As ever I set off a bit fast, at a pace I couldn’t sustain throughout – experienced ultra runner sustain pace throughout – but was comfortable at half way, struggled through the 3rd quarter and just about survived the final hour, spending most of the time thinking ‘why do I put myself through this’ and ‘does this reflect how I handle most challenges in life – initial enthusiasm, consolidation, finally simply hanging in there’. Certainly, I’ve always been better at change than consolidation and I often take on challenges in thirds – start-up – consolidation and conclusion/evaluation.
I also think about ‘bonking’. No, not that sort. Bonking, in running parlance, is when your body stalls mid-run. Most people will know it referred to as ‘hitting the wall’.
Further demonstrating that vocations often have their own language – being part of the club or in the know.
Economic development has, management speak in spades and most sports including running have it. Sometimes it’s about technical information but often it’s about egos. Frequently, it’s people trying to pretend you know what you’re talking about when you really don’t.
But I do know a little about bonking, the collapse of a body, form, brain and perhaps most importantly, soul.

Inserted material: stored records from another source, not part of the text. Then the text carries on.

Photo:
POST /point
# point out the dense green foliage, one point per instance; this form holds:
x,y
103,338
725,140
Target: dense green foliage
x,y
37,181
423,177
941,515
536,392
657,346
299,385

Most importantly, whilst I might be tired and my muscles might by glycogen starved after 4 hours of running – in the case of this weekend 5 ½ hours running, I think most of it is in the brain. Your brain tells your body how it is behaving – it monitors heart rate, blood flow, sweating, breathing – one of the reasons I never run listening to music is I like to ‘listen to my body’ – perhaps I am really a hippy.
However, I also think it’s about enjoying the moment. I run to enjoy the countryside and landscape – to immerse myself into it – not separate myself from it. Whether its running, walking, cycling or horse riding being out there is always great.

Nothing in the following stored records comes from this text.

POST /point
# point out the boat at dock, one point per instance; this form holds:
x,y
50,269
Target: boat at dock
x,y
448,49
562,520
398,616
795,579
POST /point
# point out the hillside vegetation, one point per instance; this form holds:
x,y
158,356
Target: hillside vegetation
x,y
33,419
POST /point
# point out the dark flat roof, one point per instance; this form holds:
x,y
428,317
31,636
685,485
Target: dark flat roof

My response to bonking is to over hydrate – I’m actually a bit manic about it. I load fluids 2 or 3 days before a long run and in any event I never ignore a drinks station. At the weekend, at each drinks station – there were 4 in total – I would have 1 cup of coke, 2 of orange squash and 2, water. Even on shorter runs, I can have 2 or 3 cups I do or I will nearly always drink the whole bottle.
I don’t particularly enjoy running with a pack but will always plan a training run around access to water particularly to ensure my dog – my usual training partner at home – has similar access to fluids – at the end of a run I always give the dog fluids before myself.

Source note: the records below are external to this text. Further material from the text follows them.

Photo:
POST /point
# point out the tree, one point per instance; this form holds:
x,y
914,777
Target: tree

I’m not one really one for gels or sports drinks, but the best events will always have a biscuits and sweets – jaffa cakes are almost perfect racing sustenance. If I can, at halfway I’ll eat a few peanuts to add salt and at each drink stations put a handful of midget gems in my pocket to eat over the next hour. Setting off again after a stop always takes 5 minutes to get back into a rhythm.
So to conclude, apparently you are most likely to bonk 2/3 of the way through a race. Avoid big energy spikes, run slow and strong – my mantra. Time is pretty irrelevant. Long runs are for fun and reflection – some would say run the second half faster than the first although I’ve never done this. And finally, try not to think about bonking – either sort.